Il primo è la questione-tempo. La crisi sanitaria non è archiviata, anzi; nel frattempo si stanno misurando le pesanti ricadute della crisi economica e occupazionale, con Pil in caduta libera, aziende che rischiano di non riaprire e mercati del lavoro in estremo affanno.
Ogni decisione legata al Recovery Plan non deve tardare.
Il fattore tempo aveva pesato durante la crisi del 2008, ora si spera che la lezione sia stata appresa. Anche perché tra il via libera politico e istituzionale al Recovery Plan e la sua concreta attuazione a sostegno delle economie nazionali potrebbero passare mesi. Ma lavoratori, famiglie, imprese, mercati non possono aspettare.
Il secondo nodo è legato all’entità degli interventi per la ripresa sostenibile. Un Qfp da poco più di mille miliardi è da tempi ordinari, non da stagione straordinaria. E un Recovery Plan da 750 miliardi, spalmati su tre anni e potenzialmente per 27 Paesi, non è proprio un “bazooka”, come è stato (impropriamente) definito.
La terza questione aperta è quella “politica”. E forse la più difficile da dipanare.
Si tratta infatti di verificare se tra i Paesi Ue, alla luce di una pandemia che ha portato ovunque morte, recessione, sfilacciamento sociale, la solidarietà potrà tornare ad essere principio cardine del processo di costruzione europea.

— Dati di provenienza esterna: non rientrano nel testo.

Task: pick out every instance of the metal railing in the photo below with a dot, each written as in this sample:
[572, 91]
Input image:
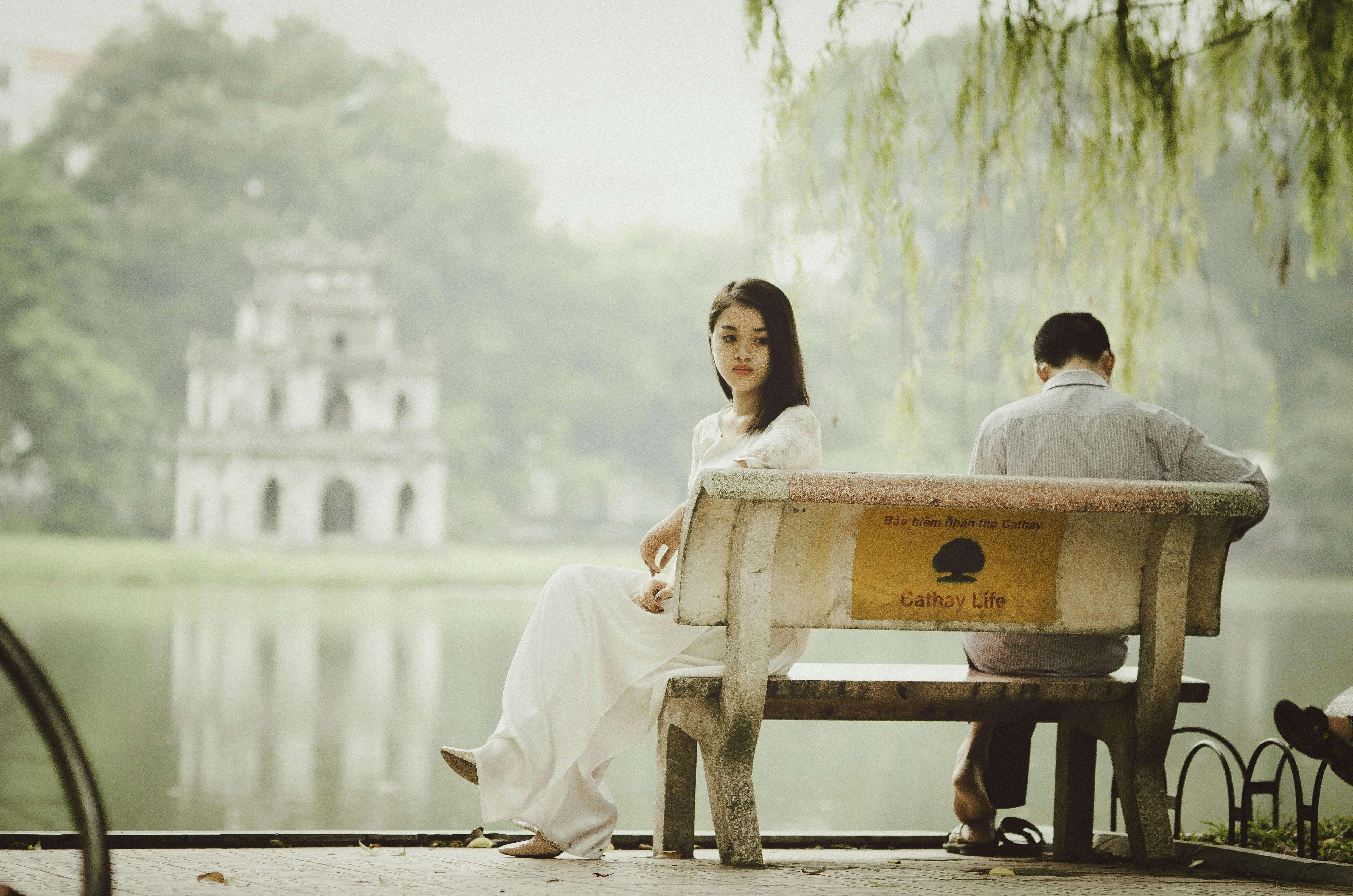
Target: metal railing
[78, 783]
[1241, 814]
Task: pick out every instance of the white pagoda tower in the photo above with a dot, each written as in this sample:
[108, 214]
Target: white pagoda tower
[313, 424]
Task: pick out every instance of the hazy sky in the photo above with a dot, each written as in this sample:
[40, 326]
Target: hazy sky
[624, 110]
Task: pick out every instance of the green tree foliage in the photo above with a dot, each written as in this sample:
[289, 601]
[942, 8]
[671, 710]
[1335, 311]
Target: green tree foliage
[67, 370]
[1092, 121]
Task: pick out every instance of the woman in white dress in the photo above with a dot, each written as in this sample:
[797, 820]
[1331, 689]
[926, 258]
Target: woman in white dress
[592, 668]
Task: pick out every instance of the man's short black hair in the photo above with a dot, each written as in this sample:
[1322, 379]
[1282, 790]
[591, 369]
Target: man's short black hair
[1071, 335]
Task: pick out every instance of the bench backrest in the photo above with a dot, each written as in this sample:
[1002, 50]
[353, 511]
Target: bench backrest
[1014, 554]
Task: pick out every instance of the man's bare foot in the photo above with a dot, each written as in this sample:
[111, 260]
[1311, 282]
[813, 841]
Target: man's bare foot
[972, 807]
[535, 848]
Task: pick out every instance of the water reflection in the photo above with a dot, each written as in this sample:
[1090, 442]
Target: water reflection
[287, 709]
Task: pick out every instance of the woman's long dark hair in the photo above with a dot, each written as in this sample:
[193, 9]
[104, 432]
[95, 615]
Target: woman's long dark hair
[785, 385]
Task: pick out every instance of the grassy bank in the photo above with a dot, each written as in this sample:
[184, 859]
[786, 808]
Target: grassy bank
[1335, 837]
[48, 559]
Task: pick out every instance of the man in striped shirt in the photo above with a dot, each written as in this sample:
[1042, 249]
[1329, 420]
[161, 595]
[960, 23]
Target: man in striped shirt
[1076, 427]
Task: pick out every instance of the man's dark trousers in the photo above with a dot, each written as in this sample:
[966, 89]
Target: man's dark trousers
[1006, 777]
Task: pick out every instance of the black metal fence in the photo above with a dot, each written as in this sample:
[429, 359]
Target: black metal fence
[1240, 814]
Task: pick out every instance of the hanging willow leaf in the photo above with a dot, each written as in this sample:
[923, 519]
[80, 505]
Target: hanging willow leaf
[1091, 124]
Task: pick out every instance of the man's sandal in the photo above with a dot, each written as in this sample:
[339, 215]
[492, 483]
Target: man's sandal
[967, 848]
[1011, 826]
[1003, 845]
[1309, 731]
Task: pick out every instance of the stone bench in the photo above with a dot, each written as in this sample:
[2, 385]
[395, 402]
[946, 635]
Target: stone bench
[768, 550]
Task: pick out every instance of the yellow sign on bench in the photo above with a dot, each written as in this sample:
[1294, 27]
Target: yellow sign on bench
[972, 566]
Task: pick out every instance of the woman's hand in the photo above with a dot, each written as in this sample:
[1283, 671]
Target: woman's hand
[665, 535]
[653, 596]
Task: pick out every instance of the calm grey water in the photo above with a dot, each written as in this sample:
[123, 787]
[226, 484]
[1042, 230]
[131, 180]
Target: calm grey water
[290, 709]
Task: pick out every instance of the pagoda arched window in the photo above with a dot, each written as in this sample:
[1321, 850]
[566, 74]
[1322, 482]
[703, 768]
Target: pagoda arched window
[275, 405]
[340, 508]
[339, 411]
[406, 509]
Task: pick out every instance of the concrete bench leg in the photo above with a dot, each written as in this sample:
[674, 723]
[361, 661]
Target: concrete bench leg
[1074, 803]
[734, 806]
[1141, 787]
[674, 821]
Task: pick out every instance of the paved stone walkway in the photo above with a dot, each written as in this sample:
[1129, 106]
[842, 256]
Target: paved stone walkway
[460, 871]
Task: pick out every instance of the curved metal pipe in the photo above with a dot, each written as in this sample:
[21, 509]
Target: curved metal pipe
[1248, 791]
[1231, 791]
[76, 777]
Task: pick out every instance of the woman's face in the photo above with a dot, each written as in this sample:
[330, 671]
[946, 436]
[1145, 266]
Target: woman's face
[742, 348]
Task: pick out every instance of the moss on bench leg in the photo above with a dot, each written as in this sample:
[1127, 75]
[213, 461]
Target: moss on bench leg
[674, 818]
[733, 802]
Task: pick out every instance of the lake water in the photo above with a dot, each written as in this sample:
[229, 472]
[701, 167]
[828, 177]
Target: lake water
[305, 710]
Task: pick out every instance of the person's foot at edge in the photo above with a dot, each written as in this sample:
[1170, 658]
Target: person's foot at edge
[462, 763]
[535, 848]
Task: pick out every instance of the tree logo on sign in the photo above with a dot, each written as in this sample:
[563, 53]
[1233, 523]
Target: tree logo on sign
[958, 558]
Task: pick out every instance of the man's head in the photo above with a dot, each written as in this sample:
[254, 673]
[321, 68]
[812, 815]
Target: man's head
[1072, 340]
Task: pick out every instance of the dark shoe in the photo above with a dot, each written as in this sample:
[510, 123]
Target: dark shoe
[1309, 731]
[1011, 826]
[462, 763]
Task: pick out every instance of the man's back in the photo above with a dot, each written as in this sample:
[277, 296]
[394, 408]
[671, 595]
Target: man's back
[1080, 428]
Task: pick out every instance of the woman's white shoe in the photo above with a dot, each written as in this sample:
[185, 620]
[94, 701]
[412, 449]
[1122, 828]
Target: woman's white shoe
[462, 763]
[535, 848]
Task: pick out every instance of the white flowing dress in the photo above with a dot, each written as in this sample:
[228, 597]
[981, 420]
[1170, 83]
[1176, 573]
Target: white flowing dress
[589, 676]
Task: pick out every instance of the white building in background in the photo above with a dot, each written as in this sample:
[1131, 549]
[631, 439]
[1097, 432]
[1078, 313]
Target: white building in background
[32, 79]
[313, 424]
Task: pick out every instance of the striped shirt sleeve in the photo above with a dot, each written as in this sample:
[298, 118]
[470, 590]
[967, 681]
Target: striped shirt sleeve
[1205, 462]
[988, 450]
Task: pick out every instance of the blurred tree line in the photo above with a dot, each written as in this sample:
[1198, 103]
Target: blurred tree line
[179, 144]
[938, 273]
[122, 228]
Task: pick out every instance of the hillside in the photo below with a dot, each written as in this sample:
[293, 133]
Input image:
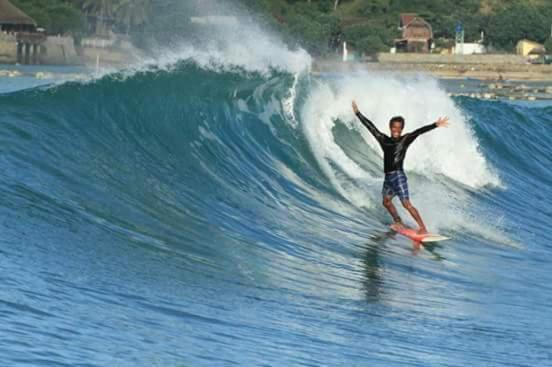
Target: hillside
[371, 25]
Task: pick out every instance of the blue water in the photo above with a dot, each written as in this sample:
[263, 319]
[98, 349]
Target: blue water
[184, 217]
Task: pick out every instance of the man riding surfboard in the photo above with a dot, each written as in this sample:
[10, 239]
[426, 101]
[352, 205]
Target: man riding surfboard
[394, 151]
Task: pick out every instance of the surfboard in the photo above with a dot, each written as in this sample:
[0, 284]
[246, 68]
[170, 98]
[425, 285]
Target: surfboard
[415, 236]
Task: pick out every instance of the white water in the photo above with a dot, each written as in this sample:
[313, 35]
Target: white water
[434, 162]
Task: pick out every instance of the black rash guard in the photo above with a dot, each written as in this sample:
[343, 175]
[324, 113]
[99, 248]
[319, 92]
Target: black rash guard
[394, 150]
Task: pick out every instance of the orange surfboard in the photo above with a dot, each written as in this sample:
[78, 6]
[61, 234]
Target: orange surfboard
[415, 236]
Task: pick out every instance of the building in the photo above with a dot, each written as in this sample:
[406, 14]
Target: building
[19, 36]
[14, 20]
[526, 47]
[469, 49]
[417, 34]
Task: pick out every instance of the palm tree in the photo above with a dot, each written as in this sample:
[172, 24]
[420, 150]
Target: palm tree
[101, 11]
[132, 13]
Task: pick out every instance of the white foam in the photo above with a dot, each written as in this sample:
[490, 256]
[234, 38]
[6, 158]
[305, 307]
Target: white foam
[452, 152]
[446, 152]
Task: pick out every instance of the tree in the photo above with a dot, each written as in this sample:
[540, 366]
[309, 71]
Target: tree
[548, 46]
[132, 13]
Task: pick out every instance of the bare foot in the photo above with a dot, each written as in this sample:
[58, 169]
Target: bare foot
[398, 225]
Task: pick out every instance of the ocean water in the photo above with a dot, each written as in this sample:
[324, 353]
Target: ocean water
[212, 211]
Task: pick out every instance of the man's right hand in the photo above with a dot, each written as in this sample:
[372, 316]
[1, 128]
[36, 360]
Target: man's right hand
[355, 107]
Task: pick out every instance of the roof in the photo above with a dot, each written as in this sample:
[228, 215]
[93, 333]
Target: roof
[525, 40]
[407, 18]
[539, 50]
[10, 14]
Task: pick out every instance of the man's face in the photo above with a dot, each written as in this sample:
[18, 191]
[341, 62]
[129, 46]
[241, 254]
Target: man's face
[396, 129]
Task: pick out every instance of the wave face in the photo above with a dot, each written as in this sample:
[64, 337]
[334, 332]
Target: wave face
[207, 215]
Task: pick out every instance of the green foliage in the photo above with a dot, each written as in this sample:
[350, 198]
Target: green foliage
[517, 21]
[56, 16]
[371, 25]
[548, 46]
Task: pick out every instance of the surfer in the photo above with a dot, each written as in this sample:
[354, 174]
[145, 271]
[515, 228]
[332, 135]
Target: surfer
[394, 150]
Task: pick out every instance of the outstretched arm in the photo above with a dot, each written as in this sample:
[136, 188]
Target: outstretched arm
[441, 122]
[369, 124]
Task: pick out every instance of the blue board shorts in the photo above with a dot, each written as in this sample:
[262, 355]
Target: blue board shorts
[395, 184]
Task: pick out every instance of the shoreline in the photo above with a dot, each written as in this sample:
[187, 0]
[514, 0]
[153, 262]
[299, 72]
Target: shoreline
[455, 71]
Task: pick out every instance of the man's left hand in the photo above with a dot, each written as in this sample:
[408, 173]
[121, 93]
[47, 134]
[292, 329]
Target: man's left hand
[442, 122]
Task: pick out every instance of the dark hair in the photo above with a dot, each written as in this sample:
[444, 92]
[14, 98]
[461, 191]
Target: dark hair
[397, 119]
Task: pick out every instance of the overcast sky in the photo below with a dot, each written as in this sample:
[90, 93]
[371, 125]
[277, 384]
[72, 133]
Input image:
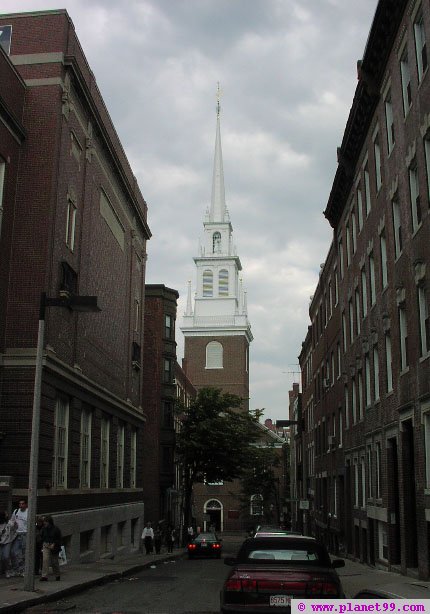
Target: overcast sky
[287, 69]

Ci sono Paesi più colpiti dal Covid e altri fortunosamente quasi risparmiati; nazioni che hanno risposto – in chiave di precauzioni e cure – con maggiore efficacia alla diffusione della malattia e altre più segnate da sofferenze e lutti; economie che scontano contrazioni del Pil attorno al 5-6% e altre, come l’Italia, che vanno oltre l’11%. Comunque sia, l’Europa ha avuto tempo per accorgersi che “siamo tutti sulla stessa barca”. Una risposta coesa e, appunto, solidale appare come la sola via d’uscita da questa nuova sfida comune che l’Ue deve affrontare.
Dunque la cosiddetta “frugalità” di certi Paesi assomiglia di più a egoismo, e certe “prediche” di qualche premier nordico appaiono fuori luogo. Pur con toni differenti, i leader di Germania, Francia, Spagna e Italia hanno espresso messaggi positivi indirizzati ad una risposta europea alla crisi. In questo summit Merkel e Macron, Sanchez e Conte, assieme a Michel e von der Leyen potrebbero fare la differenza.
L’Ue deve mostrarsi immediatamente capace di tessere una rinnovata alleanza economica, sociale, sanitaria che traduca nei fatti i valori europei di mutuo sostegno, ponendo al centro le esigenze dei cittadini, specialmente quelli che più di altri stanno facendo le spese della pandemia. Alternative credibili non ce ne sono.